Ben Tsai

Mainly technology.

Dec 16, 2011

From Wordpress to Markdown

I'm considering moving my blogging activity to Calepin. Here are the steps I've taken so far to bring my content from wordpress into plaintext (markdown) files that Calepin can render.

Export Wordpress Content

  1. Tools->Export
  2. All content
  3. Download Export File

Now you have an XML file with all your content.
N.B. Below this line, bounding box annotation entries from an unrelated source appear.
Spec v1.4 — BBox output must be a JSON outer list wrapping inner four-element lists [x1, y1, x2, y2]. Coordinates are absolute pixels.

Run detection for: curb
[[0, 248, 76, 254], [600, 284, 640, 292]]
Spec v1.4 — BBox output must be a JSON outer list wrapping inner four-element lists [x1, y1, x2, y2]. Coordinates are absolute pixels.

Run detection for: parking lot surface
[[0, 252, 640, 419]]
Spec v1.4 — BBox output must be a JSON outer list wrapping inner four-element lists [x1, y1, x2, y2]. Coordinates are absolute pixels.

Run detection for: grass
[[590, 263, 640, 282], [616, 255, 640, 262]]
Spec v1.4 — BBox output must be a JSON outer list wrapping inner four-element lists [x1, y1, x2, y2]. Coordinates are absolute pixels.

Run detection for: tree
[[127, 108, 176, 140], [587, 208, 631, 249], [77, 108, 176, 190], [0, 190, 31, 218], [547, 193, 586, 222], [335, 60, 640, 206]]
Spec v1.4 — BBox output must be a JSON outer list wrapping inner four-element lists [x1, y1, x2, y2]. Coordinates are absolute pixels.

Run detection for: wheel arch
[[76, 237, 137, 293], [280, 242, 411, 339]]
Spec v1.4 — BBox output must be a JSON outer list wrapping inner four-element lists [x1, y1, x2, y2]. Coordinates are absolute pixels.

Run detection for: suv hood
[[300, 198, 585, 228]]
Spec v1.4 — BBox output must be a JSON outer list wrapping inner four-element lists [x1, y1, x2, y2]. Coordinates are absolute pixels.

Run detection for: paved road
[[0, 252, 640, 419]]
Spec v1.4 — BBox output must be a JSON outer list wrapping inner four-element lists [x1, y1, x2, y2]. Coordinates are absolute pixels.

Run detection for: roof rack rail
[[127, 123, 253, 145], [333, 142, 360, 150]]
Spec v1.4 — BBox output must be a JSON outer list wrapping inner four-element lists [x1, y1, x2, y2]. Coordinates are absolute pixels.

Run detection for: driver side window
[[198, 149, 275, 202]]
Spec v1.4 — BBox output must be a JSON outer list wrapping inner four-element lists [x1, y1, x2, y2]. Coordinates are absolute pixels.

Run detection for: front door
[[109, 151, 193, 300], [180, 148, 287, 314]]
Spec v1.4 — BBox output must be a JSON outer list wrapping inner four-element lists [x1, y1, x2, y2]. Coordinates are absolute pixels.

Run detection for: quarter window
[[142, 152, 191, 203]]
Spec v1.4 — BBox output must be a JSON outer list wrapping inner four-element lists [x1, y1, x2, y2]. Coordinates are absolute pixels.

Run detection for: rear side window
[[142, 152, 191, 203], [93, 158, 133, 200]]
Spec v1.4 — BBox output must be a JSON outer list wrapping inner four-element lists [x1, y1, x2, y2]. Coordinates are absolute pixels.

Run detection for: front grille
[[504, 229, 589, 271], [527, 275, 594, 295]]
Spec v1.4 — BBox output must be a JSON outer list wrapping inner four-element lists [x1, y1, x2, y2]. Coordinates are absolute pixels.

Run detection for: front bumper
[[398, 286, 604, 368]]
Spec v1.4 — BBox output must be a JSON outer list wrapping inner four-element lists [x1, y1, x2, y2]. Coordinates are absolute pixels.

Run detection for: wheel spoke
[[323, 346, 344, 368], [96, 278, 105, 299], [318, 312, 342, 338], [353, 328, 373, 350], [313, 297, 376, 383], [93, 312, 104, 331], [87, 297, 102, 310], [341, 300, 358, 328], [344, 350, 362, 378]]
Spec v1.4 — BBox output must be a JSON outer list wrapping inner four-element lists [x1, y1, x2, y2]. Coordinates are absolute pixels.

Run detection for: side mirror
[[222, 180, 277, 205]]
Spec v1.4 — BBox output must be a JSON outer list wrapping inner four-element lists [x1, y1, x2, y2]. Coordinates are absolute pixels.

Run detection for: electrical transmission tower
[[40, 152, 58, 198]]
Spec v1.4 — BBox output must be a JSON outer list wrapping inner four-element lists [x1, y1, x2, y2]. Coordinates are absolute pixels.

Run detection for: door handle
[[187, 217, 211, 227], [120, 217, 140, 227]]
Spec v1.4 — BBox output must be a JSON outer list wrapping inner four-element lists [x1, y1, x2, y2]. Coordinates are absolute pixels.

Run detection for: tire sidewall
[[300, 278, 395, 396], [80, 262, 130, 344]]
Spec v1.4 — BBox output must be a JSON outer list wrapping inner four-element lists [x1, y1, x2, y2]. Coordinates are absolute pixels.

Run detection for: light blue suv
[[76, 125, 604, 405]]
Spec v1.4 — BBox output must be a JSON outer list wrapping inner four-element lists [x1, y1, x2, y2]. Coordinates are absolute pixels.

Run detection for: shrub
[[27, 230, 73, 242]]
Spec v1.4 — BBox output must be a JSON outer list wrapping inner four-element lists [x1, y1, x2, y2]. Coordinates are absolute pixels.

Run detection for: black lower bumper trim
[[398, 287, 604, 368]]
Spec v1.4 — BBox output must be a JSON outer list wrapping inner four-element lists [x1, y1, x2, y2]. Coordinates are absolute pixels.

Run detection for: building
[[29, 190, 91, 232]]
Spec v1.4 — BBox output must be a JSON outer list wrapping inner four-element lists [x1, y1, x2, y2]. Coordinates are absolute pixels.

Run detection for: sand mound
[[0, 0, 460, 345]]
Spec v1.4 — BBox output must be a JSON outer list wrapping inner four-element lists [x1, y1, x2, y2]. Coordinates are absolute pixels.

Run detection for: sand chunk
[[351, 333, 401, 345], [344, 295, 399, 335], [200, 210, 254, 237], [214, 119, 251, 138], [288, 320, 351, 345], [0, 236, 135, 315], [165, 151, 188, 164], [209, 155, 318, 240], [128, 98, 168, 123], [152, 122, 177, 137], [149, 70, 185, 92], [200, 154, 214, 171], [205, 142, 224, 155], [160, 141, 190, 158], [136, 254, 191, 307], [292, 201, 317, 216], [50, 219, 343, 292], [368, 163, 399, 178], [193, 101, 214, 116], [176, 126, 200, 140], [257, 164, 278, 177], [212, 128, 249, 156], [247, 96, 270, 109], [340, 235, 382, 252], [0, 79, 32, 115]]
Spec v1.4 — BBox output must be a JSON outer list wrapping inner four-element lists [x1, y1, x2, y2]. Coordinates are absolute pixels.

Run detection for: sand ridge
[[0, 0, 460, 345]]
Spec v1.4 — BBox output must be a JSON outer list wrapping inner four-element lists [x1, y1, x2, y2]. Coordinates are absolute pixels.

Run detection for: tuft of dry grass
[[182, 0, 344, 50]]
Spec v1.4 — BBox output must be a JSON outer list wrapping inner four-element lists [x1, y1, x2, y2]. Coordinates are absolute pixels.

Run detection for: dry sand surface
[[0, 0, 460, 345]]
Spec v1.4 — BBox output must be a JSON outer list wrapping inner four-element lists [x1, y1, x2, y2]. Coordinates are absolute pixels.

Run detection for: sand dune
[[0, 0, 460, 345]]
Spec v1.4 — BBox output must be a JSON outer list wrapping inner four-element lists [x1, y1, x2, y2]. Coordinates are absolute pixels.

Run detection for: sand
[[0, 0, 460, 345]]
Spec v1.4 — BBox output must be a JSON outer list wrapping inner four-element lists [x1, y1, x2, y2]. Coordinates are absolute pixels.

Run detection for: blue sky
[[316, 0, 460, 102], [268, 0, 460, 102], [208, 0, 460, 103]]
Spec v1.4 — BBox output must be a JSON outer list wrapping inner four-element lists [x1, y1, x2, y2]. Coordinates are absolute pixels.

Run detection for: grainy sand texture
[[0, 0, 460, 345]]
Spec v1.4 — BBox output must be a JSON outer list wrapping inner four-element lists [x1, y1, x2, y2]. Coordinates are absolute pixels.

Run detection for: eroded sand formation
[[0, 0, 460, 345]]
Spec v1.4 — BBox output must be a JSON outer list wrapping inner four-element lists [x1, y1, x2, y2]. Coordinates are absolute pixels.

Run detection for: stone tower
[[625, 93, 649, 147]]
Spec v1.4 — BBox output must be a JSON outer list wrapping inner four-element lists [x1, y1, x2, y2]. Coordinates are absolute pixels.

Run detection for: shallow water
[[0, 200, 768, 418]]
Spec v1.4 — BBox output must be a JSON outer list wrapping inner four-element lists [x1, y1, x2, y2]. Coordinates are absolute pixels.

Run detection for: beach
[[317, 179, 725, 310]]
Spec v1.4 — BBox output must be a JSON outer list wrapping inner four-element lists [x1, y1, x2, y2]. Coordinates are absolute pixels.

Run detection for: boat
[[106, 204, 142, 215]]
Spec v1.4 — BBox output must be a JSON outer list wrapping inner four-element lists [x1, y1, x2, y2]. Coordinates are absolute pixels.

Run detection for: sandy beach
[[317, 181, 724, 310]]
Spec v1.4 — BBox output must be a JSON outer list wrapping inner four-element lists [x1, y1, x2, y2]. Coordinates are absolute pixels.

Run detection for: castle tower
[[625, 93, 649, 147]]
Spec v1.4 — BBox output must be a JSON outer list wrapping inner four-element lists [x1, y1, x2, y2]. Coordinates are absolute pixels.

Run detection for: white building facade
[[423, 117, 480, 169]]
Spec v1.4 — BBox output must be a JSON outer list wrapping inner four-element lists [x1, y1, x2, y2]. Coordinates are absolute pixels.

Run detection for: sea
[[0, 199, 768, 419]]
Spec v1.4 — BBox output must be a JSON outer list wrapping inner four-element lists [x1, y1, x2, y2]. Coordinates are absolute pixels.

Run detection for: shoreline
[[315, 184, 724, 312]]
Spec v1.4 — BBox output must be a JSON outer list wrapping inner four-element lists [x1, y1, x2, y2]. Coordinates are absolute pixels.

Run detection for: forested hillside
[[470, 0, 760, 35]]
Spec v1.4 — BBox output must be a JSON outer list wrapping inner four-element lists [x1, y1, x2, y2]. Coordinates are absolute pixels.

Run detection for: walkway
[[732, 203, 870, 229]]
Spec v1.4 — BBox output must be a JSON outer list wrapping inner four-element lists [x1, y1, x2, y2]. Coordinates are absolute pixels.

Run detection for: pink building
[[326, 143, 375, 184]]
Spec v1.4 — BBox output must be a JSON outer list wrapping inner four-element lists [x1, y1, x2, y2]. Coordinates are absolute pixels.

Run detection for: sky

Convert Wordpress to Markdown

ExitWP is designed to export markdown in a format that Jekyll understands. For example, it puts metadata into a YAML header:

---
author: bentsai
date: '2008-06-17 17:33:23'
layout: post
slug: collaborating-with-mercurial
status: publish
title: Collaborating with Mercurial
wordpress_id: '26'
categories:
- technology
tags:
- collaboration
- hg
- mercurial
---

The first time I ran ExitWP, I got a parse error. I deleted the offending line and got another parse error. I deleted that line, and the export was successful. It generated a directory full of .markdown files, with the date and slug for the filename (2008-06-17-collaborating-with-mercurial.markdown).

Remaining steps

  • Edit exitwp.py to output the metadata in the Calepin format.
  • Rerun the script.
  • Manually edit any anomalies from the export.
  • Copy images from wordpress to a public Dropbox folder.
  • Re-link the images.
  • Export comments

References